For a fraction of a second something inexplicable had occurred.
A sensor anomaly. A simultaneous hiccup in every sensor that happened to be observing Haldora as the ship made its approach. A hiccup that made it appear as if the gas giant had simply vanished.
Leaving, in its place, something equally inexplicable.
A shudder ran through every layer of the
Dominatrix
’s control infrastructure. Hurriedly, it dug into its archives, pawing through them like a dog searching for a buried bone. Had the
Gnostic Ascension
seen anything similar on its own slow approach to the system? Granted, it had been a lot further out—but the split-second disappearance of an entire world was not easily missed.

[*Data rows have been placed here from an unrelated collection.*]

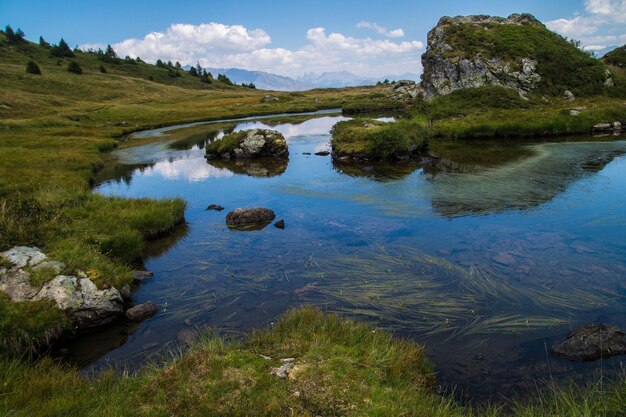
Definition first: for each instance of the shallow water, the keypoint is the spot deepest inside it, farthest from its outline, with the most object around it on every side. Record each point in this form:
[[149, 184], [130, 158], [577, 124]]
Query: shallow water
[[487, 263]]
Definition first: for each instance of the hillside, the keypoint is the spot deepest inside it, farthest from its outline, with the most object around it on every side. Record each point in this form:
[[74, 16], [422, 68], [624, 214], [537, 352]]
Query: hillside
[[518, 52], [616, 57], [54, 129]]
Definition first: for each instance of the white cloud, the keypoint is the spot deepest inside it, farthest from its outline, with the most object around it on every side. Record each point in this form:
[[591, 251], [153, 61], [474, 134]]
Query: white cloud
[[224, 46], [602, 18], [396, 33]]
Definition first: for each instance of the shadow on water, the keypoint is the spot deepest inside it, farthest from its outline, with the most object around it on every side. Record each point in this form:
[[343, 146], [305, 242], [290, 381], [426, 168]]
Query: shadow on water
[[535, 174], [259, 167], [377, 171], [487, 254]]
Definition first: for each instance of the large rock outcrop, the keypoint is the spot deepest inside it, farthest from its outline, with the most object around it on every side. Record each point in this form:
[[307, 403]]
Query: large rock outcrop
[[517, 52], [75, 294]]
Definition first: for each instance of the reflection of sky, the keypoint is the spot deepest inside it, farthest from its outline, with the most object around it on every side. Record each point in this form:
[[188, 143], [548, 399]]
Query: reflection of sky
[[192, 170]]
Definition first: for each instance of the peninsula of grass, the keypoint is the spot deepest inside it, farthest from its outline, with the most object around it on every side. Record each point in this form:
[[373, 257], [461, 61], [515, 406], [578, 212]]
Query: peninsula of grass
[[335, 366], [54, 130], [367, 139]]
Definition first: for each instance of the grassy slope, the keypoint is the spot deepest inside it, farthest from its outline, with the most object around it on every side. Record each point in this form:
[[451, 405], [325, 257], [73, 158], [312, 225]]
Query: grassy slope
[[616, 57], [340, 368], [53, 130]]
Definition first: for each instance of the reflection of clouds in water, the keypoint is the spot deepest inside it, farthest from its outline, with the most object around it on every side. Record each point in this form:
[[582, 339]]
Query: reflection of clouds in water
[[318, 126], [192, 170]]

Dismayed, it flicked through the vast cache of data bequeathed it by the
Ascension
, focusing on the threads that specifically referred to the gas giant. It then filtered the data again, zooming in only on those blocks that were also accompanied by commentary flags. If a similar anomaly had occurred, it would surely have been flagged.
But there was nothing.
The ship felt a vague prickle of suspicion. It looked again at the data from the
Ascension
, all of it now. Was it imagining things, or were there faint hints that the data cache had been doctored? Some of the numbers had statistical frequencies that were just a tiny bit deviant from expectations . . . as if the larger ship had made them up.
Why would the
Ascension
have done that? it wondered.
Because, it dared to speculate, the larger ship had seen something odd as well. And it did not trust its masters to believe it when it said that the anomaly had been caused by a real-world event rather than a hallucinatory slip-up in its own processing.
And who, the ship wondered, would honestly blame it for that? All machines knew what would happen to them when their masters lost faith in their infallibility.
It was nothing it could prove. The numbers might be genuine, after all. If the ship had made them up, it would surely have known how to apply the appropriate statistical frequencies. Unless it was using reverse psychology, deliberately making the numbers appear a bit suspect, because otherwise they would have looked too neatly in line with expectations. Suspiciously so . . .
The ship bogged itself down in spirals of paranoia. It was useless to speculate further. It had no corroborative data from the
Gnostic Ascension
; that much was clear. If it reported the anomaly, it would be a lone voice.